Pero a la vez, los “hijos” de autores como Alan Moore, Neil Gaiman y demás empezaron a pelar y luego de esa década infame llegó la verdadera edad de oro de los cómics, donde era imposible seguir diciendo que eran boludeces pa´los pibes.
Volviendo a mi caso personal (esta es mi última columna, lo lamento si la centro mucho en mí, o más de lo habitual), en los comienzos de los 2000 empecé a laburar en una librería, donde poco a poco me fui transformando en un Tántalo moderno que tenía toda la literatura, los ensayos, los libros de historia, etc, etc, al alcance de la mano, pero nunca con el tiempo para poder leerlos. En esa época me hice de una gran biblioteca (los libros todavía eran baratos, y no un cuasi lujo como lo son hoy). Pero todo tiene un fin y aquel dulce suplicio terminó estallando en mil pedazos, y la vida fue yendo por distintos caminos.
En un día de cebamiento, le propuse a Andrés que los lectores de la online pudieran convertirse, al menos por un mes, en escribas de la Comiqueando. La idea le gustó y así salió la primera sección “Doble Desafío”, donde poco a poco muchos fueron enviando artículos, reseñas o lo que fuera, pero el entusiasmo mermó y el único que siguió enviando cosas era yo. Por lo que, casi de rebote, surgió la posibilidad de una columna propia.
Haciendo uso de una condición clarividente muy notoria, Andrés la llamó “La Mansión Wayne”. Y digo esto porque debo ser el único escriba de la revista que no conoce a nadie más del staff, y no porque
no se haya dado la ocasión ni las invitaciones, sino por mi eterna e insoslayable condición de ermitaño incorregible.
Desde el primer “Doble Desafío” pasaron casi doce años.

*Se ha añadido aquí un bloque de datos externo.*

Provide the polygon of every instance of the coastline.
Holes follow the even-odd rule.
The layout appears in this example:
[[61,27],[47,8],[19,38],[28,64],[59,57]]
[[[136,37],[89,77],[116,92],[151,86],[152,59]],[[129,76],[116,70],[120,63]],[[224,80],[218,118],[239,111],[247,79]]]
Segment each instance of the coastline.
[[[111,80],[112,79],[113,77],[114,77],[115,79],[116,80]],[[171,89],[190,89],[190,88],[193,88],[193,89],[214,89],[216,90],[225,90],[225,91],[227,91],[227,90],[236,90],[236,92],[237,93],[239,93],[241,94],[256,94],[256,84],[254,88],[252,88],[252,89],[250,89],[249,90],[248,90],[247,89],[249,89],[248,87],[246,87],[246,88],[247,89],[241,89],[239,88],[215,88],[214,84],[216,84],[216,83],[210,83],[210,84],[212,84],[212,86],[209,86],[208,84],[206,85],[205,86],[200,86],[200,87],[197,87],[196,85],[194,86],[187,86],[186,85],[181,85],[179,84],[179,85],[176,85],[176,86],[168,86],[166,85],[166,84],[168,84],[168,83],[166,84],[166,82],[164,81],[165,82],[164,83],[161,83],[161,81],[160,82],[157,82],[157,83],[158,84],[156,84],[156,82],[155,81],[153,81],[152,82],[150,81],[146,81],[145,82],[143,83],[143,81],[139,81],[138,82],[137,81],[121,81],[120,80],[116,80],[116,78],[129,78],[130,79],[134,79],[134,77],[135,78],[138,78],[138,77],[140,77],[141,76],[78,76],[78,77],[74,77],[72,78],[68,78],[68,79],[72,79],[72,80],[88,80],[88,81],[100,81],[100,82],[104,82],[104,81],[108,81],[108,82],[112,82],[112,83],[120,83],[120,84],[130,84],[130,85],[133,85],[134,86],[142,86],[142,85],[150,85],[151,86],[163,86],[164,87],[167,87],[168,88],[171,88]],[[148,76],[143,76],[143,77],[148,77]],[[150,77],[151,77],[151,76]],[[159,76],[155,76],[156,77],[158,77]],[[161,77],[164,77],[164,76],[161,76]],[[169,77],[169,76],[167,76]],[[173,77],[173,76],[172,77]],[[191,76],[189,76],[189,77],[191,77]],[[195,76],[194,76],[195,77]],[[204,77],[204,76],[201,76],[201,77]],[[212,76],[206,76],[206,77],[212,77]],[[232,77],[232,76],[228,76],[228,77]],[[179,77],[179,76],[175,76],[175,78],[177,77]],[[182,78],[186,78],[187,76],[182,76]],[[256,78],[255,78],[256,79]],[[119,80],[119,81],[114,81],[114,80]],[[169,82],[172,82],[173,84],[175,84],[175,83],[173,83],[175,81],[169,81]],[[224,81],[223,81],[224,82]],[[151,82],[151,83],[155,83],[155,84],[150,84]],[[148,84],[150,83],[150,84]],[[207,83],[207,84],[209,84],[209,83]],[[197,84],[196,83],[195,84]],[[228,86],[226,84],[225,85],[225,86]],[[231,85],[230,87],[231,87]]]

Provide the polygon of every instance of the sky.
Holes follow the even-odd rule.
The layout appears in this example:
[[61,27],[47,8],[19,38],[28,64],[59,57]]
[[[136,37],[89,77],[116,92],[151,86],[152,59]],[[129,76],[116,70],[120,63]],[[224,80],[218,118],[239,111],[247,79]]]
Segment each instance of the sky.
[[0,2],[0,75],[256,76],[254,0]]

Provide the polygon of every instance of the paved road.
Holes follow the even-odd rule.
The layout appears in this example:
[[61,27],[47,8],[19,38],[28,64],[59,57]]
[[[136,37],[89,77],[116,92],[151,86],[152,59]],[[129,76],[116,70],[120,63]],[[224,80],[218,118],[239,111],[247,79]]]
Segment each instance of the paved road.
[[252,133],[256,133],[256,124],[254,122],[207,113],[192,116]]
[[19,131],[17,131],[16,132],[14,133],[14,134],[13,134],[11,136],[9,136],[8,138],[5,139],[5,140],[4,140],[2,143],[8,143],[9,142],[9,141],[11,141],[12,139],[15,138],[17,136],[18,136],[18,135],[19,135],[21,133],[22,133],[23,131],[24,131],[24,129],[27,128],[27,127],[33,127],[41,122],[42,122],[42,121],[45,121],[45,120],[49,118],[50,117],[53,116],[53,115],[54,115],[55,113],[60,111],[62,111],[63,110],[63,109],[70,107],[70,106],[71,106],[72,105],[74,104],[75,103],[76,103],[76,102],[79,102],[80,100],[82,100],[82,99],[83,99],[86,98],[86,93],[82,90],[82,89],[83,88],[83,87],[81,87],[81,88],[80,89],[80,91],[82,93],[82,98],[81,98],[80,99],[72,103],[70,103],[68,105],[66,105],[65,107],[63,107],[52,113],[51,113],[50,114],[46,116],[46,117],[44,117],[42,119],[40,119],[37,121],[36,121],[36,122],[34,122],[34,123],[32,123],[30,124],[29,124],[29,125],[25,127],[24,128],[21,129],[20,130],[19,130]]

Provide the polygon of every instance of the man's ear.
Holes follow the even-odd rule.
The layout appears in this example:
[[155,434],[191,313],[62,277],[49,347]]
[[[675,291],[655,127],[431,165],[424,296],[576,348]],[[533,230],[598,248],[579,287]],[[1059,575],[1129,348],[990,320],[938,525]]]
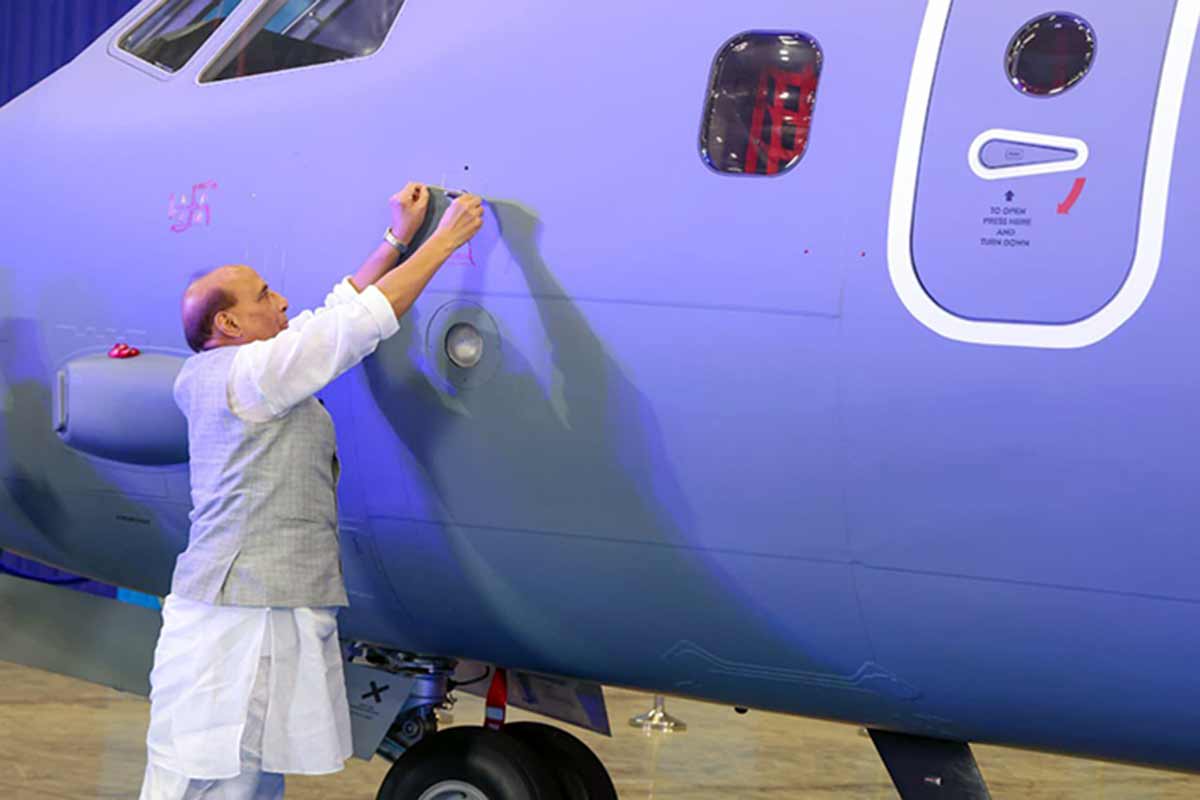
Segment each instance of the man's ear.
[[235,339],[241,336],[241,325],[228,311],[218,311],[217,315],[212,318],[212,331],[226,338]]

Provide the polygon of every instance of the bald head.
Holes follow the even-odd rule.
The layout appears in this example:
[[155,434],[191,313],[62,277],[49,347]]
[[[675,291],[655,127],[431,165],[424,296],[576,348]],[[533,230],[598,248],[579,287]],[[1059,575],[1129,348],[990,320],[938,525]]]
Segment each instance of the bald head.
[[288,302],[248,266],[227,265],[184,293],[184,335],[192,350],[268,339],[287,327]]

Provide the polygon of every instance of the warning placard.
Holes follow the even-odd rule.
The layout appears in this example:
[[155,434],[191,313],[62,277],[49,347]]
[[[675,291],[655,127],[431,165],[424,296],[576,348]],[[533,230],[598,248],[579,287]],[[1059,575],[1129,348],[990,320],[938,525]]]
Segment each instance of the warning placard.
[[1030,247],[1033,239],[1033,217],[1024,205],[992,205],[983,215],[984,233],[980,247]]

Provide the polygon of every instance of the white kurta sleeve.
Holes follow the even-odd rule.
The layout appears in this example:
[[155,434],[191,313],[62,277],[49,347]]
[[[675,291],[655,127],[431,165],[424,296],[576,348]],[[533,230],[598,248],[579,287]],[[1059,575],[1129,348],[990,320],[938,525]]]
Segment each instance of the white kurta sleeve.
[[238,349],[229,372],[229,408],[251,422],[282,416],[398,329],[391,303],[377,287],[359,293],[347,278],[323,307],[298,314],[270,339]]

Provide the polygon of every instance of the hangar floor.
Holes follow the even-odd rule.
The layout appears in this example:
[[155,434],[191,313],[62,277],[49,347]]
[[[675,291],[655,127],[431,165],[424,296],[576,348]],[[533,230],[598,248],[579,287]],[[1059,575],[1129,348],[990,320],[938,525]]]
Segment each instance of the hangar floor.
[[[623,800],[666,798],[865,798],[895,792],[869,739],[850,726],[671,698],[689,729],[644,734],[626,720],[650,698],[608,690],[614,736],[583,734]],[[458,722],[482,720],[460,696]],[[514,718],[522,718],[520,712]],[[142,698],[0,662],[0,798],[130,800],[145,765],[149,705]],[[1175,800],[1200,796],[1200,776],[1000,747],[976,747],[997,800]],[[388,764],[352,760],[340,775],[288,778],[289,800],[372,800]]]

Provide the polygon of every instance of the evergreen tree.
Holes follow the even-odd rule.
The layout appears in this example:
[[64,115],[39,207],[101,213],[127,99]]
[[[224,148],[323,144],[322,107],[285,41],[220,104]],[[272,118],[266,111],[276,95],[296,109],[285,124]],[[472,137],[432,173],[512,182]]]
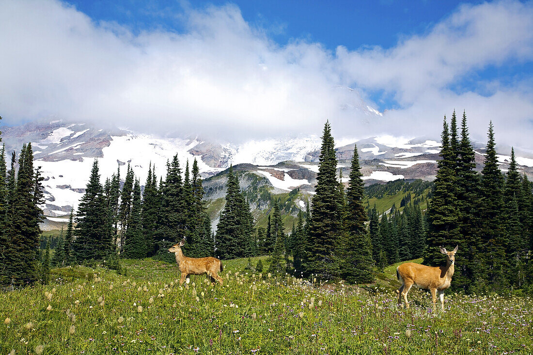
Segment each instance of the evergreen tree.
[[492,122],[489,126],[484,165],[481,171],[480,232],[483,252],[483,271],[492,289],[508,289],[506,244],[502,220],[503,178],[498,167]]
[[446,117],[443,126],[440,151],[442,158],[438,163],[439,170],[433,185],[433,199],[427,208],[430,230],[424,263],[429,265],[442,264],[440,246],[457,245],[461,241],[454,170],[457,164],[456,154],[450,143]]
[[470,293],[482,287],[479,280],[482,280],[483,276],[480,273],[482,262],[479,250],[481,244],[478,211],[480,205],[480,178],[474,170],[475,153],[470,142],[465,111],[463,112],[461,140],[458,149],[456,191],[458,223],[462,239],[458,240],[458,244],[461,244],[462,250],[464,251],[455,256],[456,267],[452,287]]
[[42,220],[43,211],[39,206],[44,201],[41,186],[43,179],[39,168],[34,170],[31,143],[22,146],[16,180],[14,163],[14,154],[10,173],[12,181],[8,182],[13,190],[10,190],[11,217],[8,227],[11,240],[6,259],[9,259],[7,261],[9,276],[20,285],[32,283],[39,277],[36,252],[38,252],[41,233],[39,223]]
[[141,221],[142,224],[142,235],[144,238],[147,255],[154,255],[155,245],[154,238],[157,231],[158,216],[161,208],[159,194],[157,190],[157,179],[155,166],[151,163],[148,168],[148,176],[144,185],[142,195]]
[[282,262],[285,255],[285,233],[281,215],[279,212],[279,201],[274,200],[273,205],[270,230],[272,234],[275,236],[275,239],[274,245],[272,246],[272,251],[268,260],[270,264],[268,271],[279,275],[285,271]]
[[132,200],[132,211],[127,222],[126,240],[127,243],[124,246],[124,254],[127,257],[142,259],[148,253],[146,243],[142,235],[142,225],[141,221],[141,184],[135,179],[133,185],[133,196]]
[[342,232],[342,201],[337,182],[337,158],[329,123],[326,122],[319,157],[316,194],[309,222],[305,252],[302,266],[304,274],[330,279],[335,275],[334,246]]
[[256,239],[257,240],[257,245],[259,246],[259,250],[257,251],[257,254],[259,255],[264,255],[265,254],[264,245],[266,238],[266,230],[265,229],[265,228],[262,227],[257,227]]
[[61,232],[58,238],[58,244],[55,246],[55,251],[54,252],[54,255],[50,262],[52,267],[60,268],[63,265],[63,262],[65,260],[64,245],[64,238],[63,237],[63,227],[61,227]]
[[[100,183],[98,161],[95,159],[85,193],[78,209],[76,243],[71,247],[78,261],[102,260],[114,249],[107,204]],[[67,234],[68,230],[67,230]]]
[[[0,141],[2,141],[1,136]],[[9,206],[7,183],[5,144],[3,144],[0,151],[0,285],[6,285],[9,281],[6,264],[9,258],[6,255],[10,252],[9,244],[11,238],[7,230]]]
[[47,285],[50,280],[50,241],[46,243],[44,257],[41,262],[41,279],[43,285]]
[[155,238],[156,253],[163,260],[172,260],[168,248],[185,236],[183,183],[177,155],[167,163],[166,179],[161,183],[161,209]]
[[249,256],[253,225],[249,206],[240,193],[239,180],[230,166],[226,203],[217,225],[217,252],[223,259]]
[[74,208],[70,209],[70,215],[67,225],[67,234],[65,235],[64,263],[65,265],[74,265],[76,259],[75,252],[72,250],[72,243],[74,238]]
[[122,187],[122,191],[120,193],[120,204],[118,209],[118,222],[120,229],[118,233],[119,238],[117,247],[119,253],[124,251],[124,246],[126,243],[127,223],[130,221],[132,209],[133,179],[133,170],[130,167],[130,163],[128,163],[126,179],[124,180],[124,184]]
[[365,226],[368,219],[363,205],[365,184],[362,176],[359,153],[356,145],[346,196],[346,225],[348,238],[348,244],[345,247],[347,252],[348,268],[342,270],[341,275],[350,283],[368,283],[374,280],[374,260],[372,241]]

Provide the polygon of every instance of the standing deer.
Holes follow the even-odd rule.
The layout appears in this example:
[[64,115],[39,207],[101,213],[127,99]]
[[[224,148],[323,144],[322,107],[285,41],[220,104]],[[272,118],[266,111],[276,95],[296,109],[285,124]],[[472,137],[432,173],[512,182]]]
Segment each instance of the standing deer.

Hoy tomo esta decisión no sin pesar, pero convencido de que es la mejor en donde la vida me encuentra hoy.
Desde ya, mi eterno agradecimiento al gran Andrés, sin cuya pasión originaria no hubiera yo estado aquí (ni muchos más), y a todos aquellos que, mal o bien, me alentaron a seguir escribiendo día a día, columna a columna.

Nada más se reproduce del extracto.